Roman? Certes en partie, mais surtout coup de gueule, Oh combien intelligent! d’un auteur, père lui-même d’un enfant sourd, enfant sourd que tous, Éducation Nationale en premier, veulent à tout prix faire parler…on doit les entendre, comme on nous entend, vous ou moi…alors qu’ils sont sourds ou comme on dit « non entendants »….c’est à dire incapable de nous entendre, nous qui avons les oreilles qui fonctionnent…oui!

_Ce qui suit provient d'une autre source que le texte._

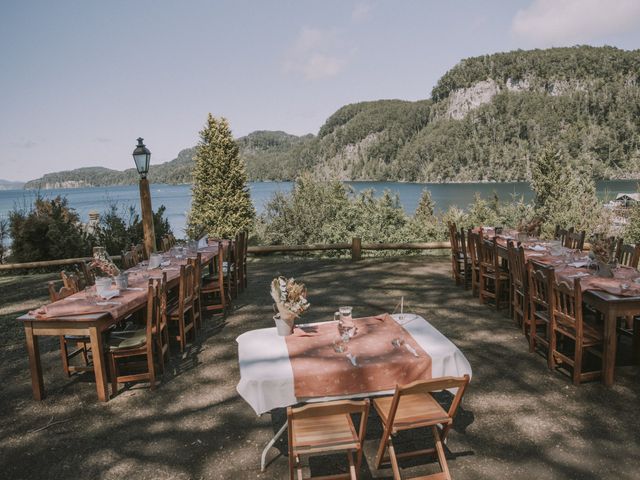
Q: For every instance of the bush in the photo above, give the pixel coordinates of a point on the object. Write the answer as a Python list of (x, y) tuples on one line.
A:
[(49, 230), (120, 228)]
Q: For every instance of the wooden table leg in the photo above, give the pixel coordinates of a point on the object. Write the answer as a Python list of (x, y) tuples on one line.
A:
[(35, 366), (609, 350), (98, 364)]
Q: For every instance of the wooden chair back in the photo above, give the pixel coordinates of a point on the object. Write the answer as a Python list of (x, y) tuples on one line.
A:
[(165, 245), (138, 253), (427, 387), (55, 294), (575, 240), (567, 305), (489, 258), (517, 266), (186, 288), (628, 255), (87, 273), (540, 277), (196, 263), (561, 233), (70, 280), (313, 416), (128, 260)]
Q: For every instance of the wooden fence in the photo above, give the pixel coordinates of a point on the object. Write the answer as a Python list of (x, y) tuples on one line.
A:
[(356, 247)]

Certes il y a la langue des signes, mais qui la comprend parmi nous, les non-sourds, nous, les entendants. Qui comprend ces gesticulations des mains, ces mimiques de la bouche, du visage,. …interdites par l’Education Nationale jusque dans les années 60 ! « …au début des années 1960, la langue des signes était toujours interdite dans l’éducation des enfants sourds, en France. Elle devait le rester encore plus de vingt ans, et de fait il n’y avait pas d’alternative à l’oralisme que les éducateurs avaient imposé partout. » (P. 125)
Ne parlons pas de l’Eglise qui proclamait alors »…nous devons bannir les signes qui ne serviront jamais qu’à détruire la langue. Vive la méthode orale qui améliore le sort de la malheureuse et grande famille des sourds-muets en pourvoyant au progrès de l’art, art sublime de sagesse et de charité, la grande et sainte entreprise que nous appelons la rédemption du sourd-muet »
Eglise droite dans ses bottes face à un Islam qui, quant à lui porte « un respect religieux » à ces sourds
Il n’y a pas si longtemps que ça, chez nous, à tout prix ces gamins devaient parler, il le fallait. Ils devaient être comme chacun de nous, s’intégrer à notre monde…au monde. » Rien de bon à chercher là dedans » disait le père de Julien, qui voulait faire de lui un ouvrier dans l’imprimerie familiale.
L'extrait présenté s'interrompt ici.